Your story and how you share it should be relatable to your customers in compelling ways that motivate, educate and inspire.

“By crafting a narrative that genuinely engages your company’s values and by foregrounding a journey that is about experience over product or service, small businesses can establish a greater marketplace presence and build consumer engagement.”

How Square made the connection

Square, a San Francisco-based tech company, helps small businesses manage their financial transactions using mobile devices.

  • Its solution: Focus on its customer experiences rather than its innovative line of devices and related services.
  • The result: “For Every Kind of Dream,” a series of inspiring short videos of real customers, bringing to life the faces of customer innovation and perseverance.
  • Square transforms: These stories inspired real customers to chase “extraordinary dreams.” 
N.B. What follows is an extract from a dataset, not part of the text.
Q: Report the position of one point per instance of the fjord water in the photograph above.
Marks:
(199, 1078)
2: Move, with transformative power

Propel your story forward with a plot that takes customers on a journey—of discovery, nostalgia, suspense.

“At its heart, a story is about a person dealing with tension, and tension is created by unfulfilled desire. Without forces of antagonism, without setbacks, without a crisis event that initiates the action, you have no story.”
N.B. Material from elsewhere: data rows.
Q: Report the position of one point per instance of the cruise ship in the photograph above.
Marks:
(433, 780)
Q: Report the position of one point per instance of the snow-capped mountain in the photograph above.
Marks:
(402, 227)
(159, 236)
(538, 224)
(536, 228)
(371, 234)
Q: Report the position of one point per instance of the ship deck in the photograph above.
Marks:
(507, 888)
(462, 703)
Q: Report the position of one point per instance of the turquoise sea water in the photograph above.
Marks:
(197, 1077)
  • Novelist Steven James, in Writer’s Digest magazine

How Apple moved—and transformed:

It wasn’t enough for tech giant Apple to tell its customers how awesome its latest iPhones were when it came to photo and video quality.

  • Its solution: Commissioned a short film by Academy Award-winning director Michel Gondry—made entirely by iPhones but without mentioning them.
  • The result: “Detour,” a heart-warming story of a family’s trip to the beach, with a prized tricycle that falls from the back of the family’s car. Eventually, the tricycle finds its way. 
  • Apple transforms: Clever story line, emotion—and film quality—all served to transform the expectations of Apple’s most creative customers about what an iPhone is capable of.

3: Transcend, with a hero

Good stories have heroes that set higher standards. Make your hero credible, inspiring. Don’t make your brand the hero. 

“People need heroes because heroes save or improve lives and because heroes are inspiring. Heroes elevate us emotionally; they heal our psychological ills; they build connections between people; they encourage us to transform ourselves for the better; and they call us to become heroes and help others.”

  • Scott T. Allison, Ph.D., in a Why We Need Heroes blog in Psychology Today titled “5 Surprising Ways that Heroes Improve Lives”

How Wheaties built a hero legacy:

Long before digital marketing turned storytelling marketing into multi-media art, General Mills built the success of its Wheaties cereal around the stories of champion athletes.

  • Its solution: Debuted its “Breakfast of Champions” campaign in 1933, with real (and fictitious) champions—only 12 years after the cereal was invented.
  • The result: The legacy continues today. In 2021, Wheaties introduced the “100 Years of Wheaties/Celebrate Champions” campaign, bringing back its most iconic champions.

Wheaties transforms:  Boxing champ Mohammad Ali said it best: “Champions aren’t made in gyms. Champions are made from something deep inside—a desire, a dream and a vision.”